O que encontramos neste Peckinpah não é o nosso Velho Oeste, aquele que tanto adoramos: vigoroso, embrutecido, musicado pelo tilintar das esporas e recheado com a macheza e violência corriqueiras do velho caubói americano. Pat Garret & Billy the Kid é a distorção, ou o fim definitivo de tudo isso, mais do que qualquer outro ensaiado anteriormente. O filme não aborda simplesmente o desencaixe do velho código de honra do Oeste, que  aos poucos foi vencido pela civilização e pelo desenvolvimento social, mas a punição a quem ainda não havia se entregado aos novos costumes, através dos quais a lei finalmente tomava o posto de maestro numa forma de tentar coibir a violência e encobrindo, automaticamente, a justiça autônoma que vingava por aquelas bandas em tempos passados.

Garret e Kid, assim sendo, representam dois lados de uma mesma moeda. Ambos são homens à moda antiga e, acima de tudo, grandes amigos, mas acabam desenvolvendo uma diferença determinante: enquanto Pat se rende ao novo modelo de sociedade que se estabelecia, Billy nega a adaptação. O fato que os coloca em lados opostos de uma mesma batalha – enquanto um permanece como caça, o outro se transforma em caçador – também motiva a melancolia que tanto as imagens, que surgem como força contrária aos ícones cristalizados pelos clássicos do western, quanto à trilha sonora de Bob Dylan, constroem através de cada seqüência.

Por sinal, o momento-chave do filme, quando Pat finalmente encontra e assassina Billy the Kid, pode ser visto também como o último suspiro do faroeste. Todos sentem, ali, o contragosto sempre explícito pelo amargor irrefutável com o qual o personagem de James Coburn mantém arduamente sua perseguição a Bill. Não simplesmente por estar realizando um trabalho do qual não se orgulha, mas por saber que, matando Billy the Kid, estaria fatalmente assassinando a si próprio – e a realidade em que viviam.
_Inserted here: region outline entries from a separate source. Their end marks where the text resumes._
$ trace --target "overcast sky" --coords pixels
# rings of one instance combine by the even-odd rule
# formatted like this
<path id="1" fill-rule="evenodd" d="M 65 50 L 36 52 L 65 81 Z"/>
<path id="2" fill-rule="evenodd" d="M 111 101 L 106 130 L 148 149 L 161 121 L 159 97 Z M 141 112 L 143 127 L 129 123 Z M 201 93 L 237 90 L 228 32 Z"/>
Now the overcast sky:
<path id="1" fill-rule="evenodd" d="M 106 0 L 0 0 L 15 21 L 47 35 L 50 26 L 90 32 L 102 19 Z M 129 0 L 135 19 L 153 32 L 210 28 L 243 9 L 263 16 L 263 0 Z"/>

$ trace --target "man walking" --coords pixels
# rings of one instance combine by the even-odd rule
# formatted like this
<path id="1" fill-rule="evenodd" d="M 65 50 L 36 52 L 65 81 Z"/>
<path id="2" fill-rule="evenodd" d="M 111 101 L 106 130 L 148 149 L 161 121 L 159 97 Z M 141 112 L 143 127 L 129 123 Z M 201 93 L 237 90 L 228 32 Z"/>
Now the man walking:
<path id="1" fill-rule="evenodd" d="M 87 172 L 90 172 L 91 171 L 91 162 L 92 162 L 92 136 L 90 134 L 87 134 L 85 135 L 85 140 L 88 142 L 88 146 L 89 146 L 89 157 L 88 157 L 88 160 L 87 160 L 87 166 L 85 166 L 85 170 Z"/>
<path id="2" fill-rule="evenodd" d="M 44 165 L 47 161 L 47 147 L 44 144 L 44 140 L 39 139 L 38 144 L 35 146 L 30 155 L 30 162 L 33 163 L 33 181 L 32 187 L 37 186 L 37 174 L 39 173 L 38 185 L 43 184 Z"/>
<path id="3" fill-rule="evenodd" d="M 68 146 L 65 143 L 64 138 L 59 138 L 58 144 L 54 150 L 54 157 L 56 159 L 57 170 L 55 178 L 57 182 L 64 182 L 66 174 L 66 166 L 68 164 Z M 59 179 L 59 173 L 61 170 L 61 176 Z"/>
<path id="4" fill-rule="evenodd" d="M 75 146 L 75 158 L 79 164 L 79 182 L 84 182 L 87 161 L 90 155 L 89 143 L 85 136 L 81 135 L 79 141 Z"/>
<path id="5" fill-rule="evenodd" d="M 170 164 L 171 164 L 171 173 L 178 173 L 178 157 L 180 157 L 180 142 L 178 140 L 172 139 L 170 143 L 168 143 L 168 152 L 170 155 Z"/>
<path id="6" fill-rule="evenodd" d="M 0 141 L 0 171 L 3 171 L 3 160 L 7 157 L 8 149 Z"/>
A nós, portanto, resta apenas contemplar o homem caminhando por sob os raios solares, trilhando, rumo ao horizonte do deserto, passos mortos que celebram o fim de sua própria era.

Comentários (5)

Victor Ramos | segunda-feira, 19 de Setembro de 2011 - 20:39

Excelente crítica. Excelente filme.

Daniel Mendes | segunda-feira, 27 de Agosto de 2012 - 16:15

Essa crítica está excelente! O filme é OP, mas está longe de ser um dos meus favoritos do gênero.